Table 6. Performance of coreset-based compression on domain-adaptation tasks.

4.6 Domain Adaptibility

To measure the generalizability of our compressed models to newer tasks, we evaluate compressed models on domain adaptation benchmarks, following the experimental pipeline proposed in [41]. We evaluate the performance of the compressed CNN model VGGNet-16 [50] on target domain adaptation datasets - CUB-2011 [57] and Stanford-Dogs [34], two popular datasets for fine-grained image classification. These results are summarized in Table 6. We observe that our compressed coreset models are able to provide classification performance close to the uncompressed networks, while surpassing networks compressed by other techniques. This exhibits the versatility of coreset-compressed models to domain adaptation tasks, as well.

5 Conclusions and Future Work

In this paper we introduce a novel technique that exploits redundancies in the space of convolutional filter weights and sample activations to reduce neural network size, using the long-existing concepts of coresets, coupled with an activation-based pooling technique. The lack of a re-training step in our algorithmic pipeline makes the implementation simple. Empirical evaluation reveals that our algorithm outperforms all other competing methods at compressing a wide array of popular CNN architectures. Our findings uncover the existence of redundancies even in the most compressed CNNs, such as SqueezeNets, which can be further exploited to improve efficiency.

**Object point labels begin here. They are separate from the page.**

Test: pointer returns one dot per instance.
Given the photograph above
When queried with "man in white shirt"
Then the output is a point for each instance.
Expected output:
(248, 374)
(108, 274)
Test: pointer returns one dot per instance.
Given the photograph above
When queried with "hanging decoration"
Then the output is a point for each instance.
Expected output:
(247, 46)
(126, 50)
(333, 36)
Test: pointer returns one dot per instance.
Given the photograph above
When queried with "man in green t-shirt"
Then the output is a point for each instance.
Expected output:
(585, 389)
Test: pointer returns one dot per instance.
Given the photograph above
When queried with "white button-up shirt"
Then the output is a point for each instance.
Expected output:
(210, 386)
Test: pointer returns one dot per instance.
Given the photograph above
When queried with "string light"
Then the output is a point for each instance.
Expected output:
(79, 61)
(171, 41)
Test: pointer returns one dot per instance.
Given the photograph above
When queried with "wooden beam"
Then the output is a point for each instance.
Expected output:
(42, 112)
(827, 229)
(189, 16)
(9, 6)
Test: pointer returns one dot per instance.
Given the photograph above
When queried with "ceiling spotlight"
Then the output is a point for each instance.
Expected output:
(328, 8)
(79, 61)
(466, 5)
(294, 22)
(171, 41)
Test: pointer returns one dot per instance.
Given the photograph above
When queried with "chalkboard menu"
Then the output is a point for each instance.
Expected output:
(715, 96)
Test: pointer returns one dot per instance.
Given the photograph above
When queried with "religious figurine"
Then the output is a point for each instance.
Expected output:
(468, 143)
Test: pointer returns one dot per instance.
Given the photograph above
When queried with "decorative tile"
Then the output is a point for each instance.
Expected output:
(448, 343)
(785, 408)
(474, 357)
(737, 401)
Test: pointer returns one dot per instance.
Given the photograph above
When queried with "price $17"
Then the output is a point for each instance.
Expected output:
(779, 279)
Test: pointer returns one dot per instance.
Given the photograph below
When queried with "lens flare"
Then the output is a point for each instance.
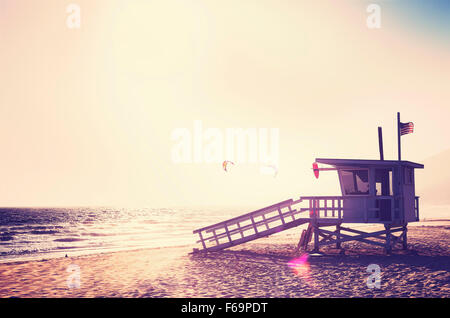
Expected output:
(300, 267)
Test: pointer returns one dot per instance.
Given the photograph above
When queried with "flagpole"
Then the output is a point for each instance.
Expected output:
(399, 137)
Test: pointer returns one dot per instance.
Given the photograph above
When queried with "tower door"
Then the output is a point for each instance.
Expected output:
(408, 194)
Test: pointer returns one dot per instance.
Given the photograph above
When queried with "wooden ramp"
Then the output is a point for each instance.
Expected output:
(251, 226)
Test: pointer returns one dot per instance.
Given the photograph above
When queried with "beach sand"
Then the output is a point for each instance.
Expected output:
(255, 269)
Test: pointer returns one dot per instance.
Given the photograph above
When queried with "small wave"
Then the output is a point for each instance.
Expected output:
(68, 240)
(6, 238)
(44, 232)
(98, 234)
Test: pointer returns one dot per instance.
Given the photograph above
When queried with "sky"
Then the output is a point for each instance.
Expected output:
(87, 115)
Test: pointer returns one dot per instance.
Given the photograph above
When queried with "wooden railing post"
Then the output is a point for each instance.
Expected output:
(281, 216)
(228, 233)
(254, 225)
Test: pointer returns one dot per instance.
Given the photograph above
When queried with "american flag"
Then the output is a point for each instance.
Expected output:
(406, 128)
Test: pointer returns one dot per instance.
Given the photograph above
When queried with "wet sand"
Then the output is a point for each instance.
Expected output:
(255, 269)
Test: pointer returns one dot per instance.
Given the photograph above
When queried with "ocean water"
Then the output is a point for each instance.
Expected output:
(37, 233)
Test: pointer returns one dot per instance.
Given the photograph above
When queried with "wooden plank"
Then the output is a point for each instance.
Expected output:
(254, 225)
(281, 216)
(228, 233)
(266, 223)
(346, 238)
(201, 239)
(247, 227)
(215, 236)
(292, 213)
(240, 230)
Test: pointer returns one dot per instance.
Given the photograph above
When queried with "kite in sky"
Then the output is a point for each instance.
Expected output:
(225, 164)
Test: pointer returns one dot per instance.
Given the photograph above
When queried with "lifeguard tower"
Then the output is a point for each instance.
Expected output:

Our method does not require any retraining, scales to both convolution and fully connected layers, and is extensively generalizable to different neural network models without being computationally intensive. Thus, we hope that our algorithm will serve as a valuable tool to obtain leaner and more efficient CNNs. As future work, we hope to apply our algorithm to compress other types of deep neural networks, such as Recurrent Neural Networks (RNNs) which are applicable to time-varying sequential inputs.